Сезон подошел к концу, как обычно, в апреле. На последнем спектакле — в «Африканке» — я пел вместе с Элизабет Ветберг. Серафин дирижировал со свойственной ему живостью, а я, как всегда, заслужил аплодисменты после арии «О, чудный край». Все было в порядке. И все же, хоть я и не был еще в этом уверен, Это было мое прощание с «Метрополитен».
Кризис в конце концов наступил. В начале апреля 1932 года президент «Метрополитен» Поль-Д. Крават распространил официальное сообщение. «Уменьшение сборов в связи с финансовой депрессией в стране, — говорилось в нем, — практически поглотило весь капитал театра, составлявший 550 тысяч долларов, а также большую часть ресурсов, таким образом не оставалось больше средств, чтобы обеспечить следующий сезон.
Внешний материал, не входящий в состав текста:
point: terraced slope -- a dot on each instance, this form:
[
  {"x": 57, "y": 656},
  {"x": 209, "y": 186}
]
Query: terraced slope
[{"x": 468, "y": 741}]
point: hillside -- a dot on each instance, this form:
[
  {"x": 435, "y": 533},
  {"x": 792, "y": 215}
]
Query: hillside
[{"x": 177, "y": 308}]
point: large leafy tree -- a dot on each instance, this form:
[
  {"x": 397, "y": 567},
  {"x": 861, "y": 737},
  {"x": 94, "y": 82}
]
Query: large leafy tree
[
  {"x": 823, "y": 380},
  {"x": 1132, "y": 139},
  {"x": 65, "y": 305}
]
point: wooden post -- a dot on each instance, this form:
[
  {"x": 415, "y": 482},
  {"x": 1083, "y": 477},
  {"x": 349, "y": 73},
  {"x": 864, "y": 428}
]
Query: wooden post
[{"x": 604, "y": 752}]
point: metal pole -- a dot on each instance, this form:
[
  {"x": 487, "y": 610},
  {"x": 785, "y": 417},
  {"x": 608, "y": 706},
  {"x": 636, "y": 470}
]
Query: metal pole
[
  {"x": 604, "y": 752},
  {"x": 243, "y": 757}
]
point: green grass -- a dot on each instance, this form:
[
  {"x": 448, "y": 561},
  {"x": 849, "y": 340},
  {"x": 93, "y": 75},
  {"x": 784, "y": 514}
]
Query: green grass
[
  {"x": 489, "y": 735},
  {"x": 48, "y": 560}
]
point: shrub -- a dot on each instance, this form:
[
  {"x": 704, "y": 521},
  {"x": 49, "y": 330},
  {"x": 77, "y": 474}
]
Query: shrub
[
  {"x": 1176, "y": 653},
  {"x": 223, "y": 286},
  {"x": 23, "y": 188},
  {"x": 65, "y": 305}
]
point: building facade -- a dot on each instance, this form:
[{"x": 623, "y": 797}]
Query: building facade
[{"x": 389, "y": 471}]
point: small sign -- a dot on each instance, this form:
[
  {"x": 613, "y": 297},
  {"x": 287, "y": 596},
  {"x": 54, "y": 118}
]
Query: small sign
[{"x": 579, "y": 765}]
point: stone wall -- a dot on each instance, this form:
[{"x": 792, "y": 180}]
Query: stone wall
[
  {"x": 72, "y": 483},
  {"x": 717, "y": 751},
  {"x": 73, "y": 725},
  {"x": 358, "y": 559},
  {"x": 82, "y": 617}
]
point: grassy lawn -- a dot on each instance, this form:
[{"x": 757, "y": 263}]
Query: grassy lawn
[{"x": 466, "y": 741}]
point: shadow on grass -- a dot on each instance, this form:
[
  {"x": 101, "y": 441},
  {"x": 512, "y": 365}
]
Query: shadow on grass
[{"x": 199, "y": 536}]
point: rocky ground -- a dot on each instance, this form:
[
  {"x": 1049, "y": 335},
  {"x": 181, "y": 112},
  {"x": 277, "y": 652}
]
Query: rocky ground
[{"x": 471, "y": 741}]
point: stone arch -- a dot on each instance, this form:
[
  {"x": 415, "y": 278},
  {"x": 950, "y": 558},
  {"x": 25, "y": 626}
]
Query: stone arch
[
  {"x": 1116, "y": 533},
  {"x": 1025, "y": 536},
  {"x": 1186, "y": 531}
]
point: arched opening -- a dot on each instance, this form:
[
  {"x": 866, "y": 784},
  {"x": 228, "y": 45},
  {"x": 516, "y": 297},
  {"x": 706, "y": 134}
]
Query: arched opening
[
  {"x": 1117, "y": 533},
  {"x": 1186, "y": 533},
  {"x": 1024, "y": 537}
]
Необходимо, — гласил документ,— напряженное усилие, чтобы выработать план сокращения расходов и другие меры с тем, чтобы, несмотря на трудности, можно было провести в Нью-Йорке следующий театральный сезон».
В то же время стало известно, что всем без исключения служащим «Метрополитен» — от солистов до статистов — предлагалось, если будет решено провести сезон 1932/33 года, добровольно согласиться на сокращение гонорара на 25 процентов. Это было основной мерой экономии, предлагаемой во избежание закрытия театра. До этого, в декабре, уже было проведено одно такое «добровольное» сокращение гонораров на 10 процентов.
Эти решения и оказались тем ножом, который разрубил все узлы, связывавшие меня с театром. Тогда мое поведение очень осуждали, и это раздражало меня. Но только теперь я могу более объективно разобраться во всем, что произошло, и должен признать, что в какой-то мере мои критики были правы. Я поступил неразумно и главным образом неэтично. Люди ведь не могут знать, что скрывается за внешней видимостью поступков, а все они были не за меня. Получалось так, будто после счастливого и плодотворного сотрудничества, длившегося двенадцать лет, я решил покинуть «Метрополитен» в самый трудный для него час, и только из-за денег.
Дело, конечно, обстояло не так. Но сейчас было бы неловко, да, пожалуй, и ни к чему ворошить былое. Я сожалею о том, что порвал с «Метрополитен». Тогда я действовал, должен признать это честно, в порыве злости и обиды. И готов признать теперь, что это было неоправданно.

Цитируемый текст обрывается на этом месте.